Before continuing, ensure you have **created and activated a Python environment**.

*** Other Required Packages ***
- `wavespectra` 
- `cartophy`
 
---

<details>
<summary><strong>📁 BinWaves_Propagation.ipynb</strong></summary>

This notebook constructs the **library of pre-run cases** for all **monochromatic wave systems**.

##### Requirements:

- A **bathymetry** file placed in the `outputs/` folder, in the correct format.

If you don't have a specific bathymetry file for your study area, you can:

- **Download GEBCO bathymetry data** (~400 m resolution):  [https://download.gebco.net/](https://download.gebco.net/)


</details>

---

<details>
<summary><strong>📁 BinWaves_Reconstruction.ipynb</strong></summary>

This notebook reconstructs **wave conditions** using **offshore directional wave spectra**.

##### Requirements:

- Offshore wave spectrum data (e.g., **CAWCR** or **ERA5** datasets).
  - CAWCR spectra can be downloaded using a helper script (e.g., Javi's code?).

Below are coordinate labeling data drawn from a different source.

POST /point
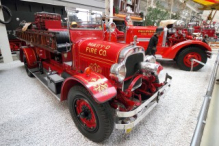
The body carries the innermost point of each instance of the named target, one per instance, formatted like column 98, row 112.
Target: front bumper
column 133, row 117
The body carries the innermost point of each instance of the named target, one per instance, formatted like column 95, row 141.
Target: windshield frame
column 74, row 11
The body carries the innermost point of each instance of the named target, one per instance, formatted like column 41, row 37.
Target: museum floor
column 31, row 115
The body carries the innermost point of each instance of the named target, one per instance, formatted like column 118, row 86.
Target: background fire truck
column 175, row 43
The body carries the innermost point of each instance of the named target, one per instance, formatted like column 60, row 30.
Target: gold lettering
column 87, row 48
column 107, row 47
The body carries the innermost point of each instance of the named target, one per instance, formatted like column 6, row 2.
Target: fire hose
column 8, row 11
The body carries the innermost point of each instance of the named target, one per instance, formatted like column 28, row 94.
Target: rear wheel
column 93, row 120
column 184, row 58
column 26, row 67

- **NOTE**: Optionally, apply **satellite corrections** to the hindcast spectrum before running BinWaves using the `CalVal` notebook, which handles the required format conversions.

</details>

---

<details open>
<summary><strong>📁 BinWaves_Validation.ipynb</strong></summary>

This notebook performs **validation** using **wave buoy data**, if available.

##### Requirements:

- Wave buoy data in a format compatible with BinWaves (if available).
- Some wave buoy data can be freely downloaded from:  
  🌊 [https://www.ndbc.noaa.gov/](https://www.ndbc.noaa.gov/)

- **NOTE:** You can use the `NDBC_buoy_data.ipynb` notebook to:
  - Download the buoy data.
  - Convert it into the appropriate format for BinWaves.

</details>

In [1]:
import numpy as np
import pandas as pd
import xarray as xr

# Define buoy locations dictionary with both UTM and WGS84 coordinates
# if not buoys available  just run plot_selected_bathy(bathy=bathy)
buoys = {
    "44088": (-74.8390, 36.6120),
    "44100": (-75.5930, 36.2580),
    "44086": (-75.4210, 36.0010),
    "44056": (-75.7140, 36.2000),
    "44095": (-75.3300, 35.7500),
    "41120": (-75.2850, 35.2580),
    "41025": (-75.4540, 35.0100),
    "41159": (-76.9440, 34.2110),
    "41110": (-77.7150, 34.1420),
    "41013": (-77.7640, 33.4410),
    "41108": (-78.0160, 33.7210),
}


def find_site_index(kp_coeffs, target_x, target_y, tolerance=1.0):
    """
    Find the site index in kp_coeffs that matches the target coordinates.

    Parameters:
    -----------
    kp_coeffs : xarray.Dataset
        The kp coefficients dataset
    target_x : float
        Target UTM x coordinate
    target_y : float
        Target UTM y coordinate
    tolerance : float
        Tolerance for coordinate matching (in meters)

    Returns:
    --------
    int
        The site index that matches the coordinates
    """
    # Get all site coordinates
    site_x = kp_coeffs.utm_x.values
    site_y = kp_coeffs.utm_y.values

    # Calculate distances to all sites
    distances = np.sqrt((site_x - target_x) ** 2 + (site_y - target_y) ** 2)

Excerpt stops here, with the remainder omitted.